Zelinsky has the potential to be one of the most potent witnesses about Barr’s recent decision-making and from the Mueller investigation, given his laser focus on one of the team’s signature prosecutions, of Stone, his experience with the Justice Department leadership’s influence in the case and his decision to stay within the Justice Department afterward, which few Mueller prosecutors have done.
Zelinsky’s testimony comes amid a sustained attack on the special counsel’s team from Trump’s allies inside and outside the Trump administration. Two Senate Republican chairmen are investigating the origins of the FBI’s Russia investigation that became the Mueller probe, and have been granted wide-ranging subpoena authority.

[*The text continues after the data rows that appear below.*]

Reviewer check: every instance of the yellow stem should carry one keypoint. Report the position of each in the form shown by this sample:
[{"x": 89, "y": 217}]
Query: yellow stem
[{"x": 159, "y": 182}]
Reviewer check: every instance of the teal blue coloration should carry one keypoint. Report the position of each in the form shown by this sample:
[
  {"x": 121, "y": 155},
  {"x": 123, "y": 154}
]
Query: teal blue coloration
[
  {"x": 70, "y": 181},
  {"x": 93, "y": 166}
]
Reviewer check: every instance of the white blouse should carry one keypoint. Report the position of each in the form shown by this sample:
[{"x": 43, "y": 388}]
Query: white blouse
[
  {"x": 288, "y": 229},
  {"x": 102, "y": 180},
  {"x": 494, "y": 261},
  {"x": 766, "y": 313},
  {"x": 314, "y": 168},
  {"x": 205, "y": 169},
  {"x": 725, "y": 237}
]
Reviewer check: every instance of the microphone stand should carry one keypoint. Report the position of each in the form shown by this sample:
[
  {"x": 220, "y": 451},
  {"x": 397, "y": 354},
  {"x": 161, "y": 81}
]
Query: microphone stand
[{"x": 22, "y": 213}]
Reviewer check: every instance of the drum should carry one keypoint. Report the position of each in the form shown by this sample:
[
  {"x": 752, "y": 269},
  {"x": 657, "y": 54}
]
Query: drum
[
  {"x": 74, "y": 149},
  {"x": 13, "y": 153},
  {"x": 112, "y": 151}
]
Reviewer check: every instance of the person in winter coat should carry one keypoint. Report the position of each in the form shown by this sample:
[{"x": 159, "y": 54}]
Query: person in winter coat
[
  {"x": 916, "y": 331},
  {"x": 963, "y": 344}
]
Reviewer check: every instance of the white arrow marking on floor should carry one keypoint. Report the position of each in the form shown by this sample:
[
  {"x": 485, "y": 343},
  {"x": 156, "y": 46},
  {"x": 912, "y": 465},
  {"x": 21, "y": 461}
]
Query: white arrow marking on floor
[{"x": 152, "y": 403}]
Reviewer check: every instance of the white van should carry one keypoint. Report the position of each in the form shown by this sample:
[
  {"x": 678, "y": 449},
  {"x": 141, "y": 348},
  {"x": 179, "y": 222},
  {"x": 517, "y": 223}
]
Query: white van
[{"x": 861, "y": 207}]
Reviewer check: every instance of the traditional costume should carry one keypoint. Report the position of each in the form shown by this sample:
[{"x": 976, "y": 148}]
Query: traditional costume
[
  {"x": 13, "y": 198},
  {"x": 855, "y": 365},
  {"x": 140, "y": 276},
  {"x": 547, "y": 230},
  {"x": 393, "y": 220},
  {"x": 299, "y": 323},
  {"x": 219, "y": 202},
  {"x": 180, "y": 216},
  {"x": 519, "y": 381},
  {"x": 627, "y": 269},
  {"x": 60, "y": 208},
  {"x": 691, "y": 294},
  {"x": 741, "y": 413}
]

Nadler has accused Barr of refusing to testify before his committee, after an earlier scheduled appearance in March was scrapped due to the Covid-19 pandemic. Democrats have charged that Barr has made overtly political decisions targeting the Mueller team, from the Stone sentencing recommendation to the DOJ’s decision to drop the charges against Trump’s first national security adviser, Michael Flynn. That case is still pending, and a court-appointed former judge accused the Justice Department of a “gross abuse of prosecutorial power” in dropping a case to which Flynn had pleaded guilty.
He described Zelinsky and John Elias, the acting chief of staff in the Justice Department’s Antitrust Division, who was also subpoenaed, as Justice Department whistleblowers.
“The Committee welcomes the testimony of current and former Department officials who will speak to the lasting damage the President and the Attorney General have inflicted on the Department of Justice,” Nadler said in a statement.
Donald Ayer, a former deputy attorney general under President George H.W. Bush, is also testifying at the hearing without a subpoena, the committee said.
Zelinsky, a federal prosecutor based in Baltimore, focused his efforts in the Mueller investigation on prosecuting Stone. He was the Mueller team member who flew to Florida the day Stone was arrested there, and stayed with the case in a special assignment in Washington even after Mueller’s office closed. He since returned to the Maryland US Attorney’s Office, taking on fraud and public corruption investigations, including related to the coronavirus pandemic.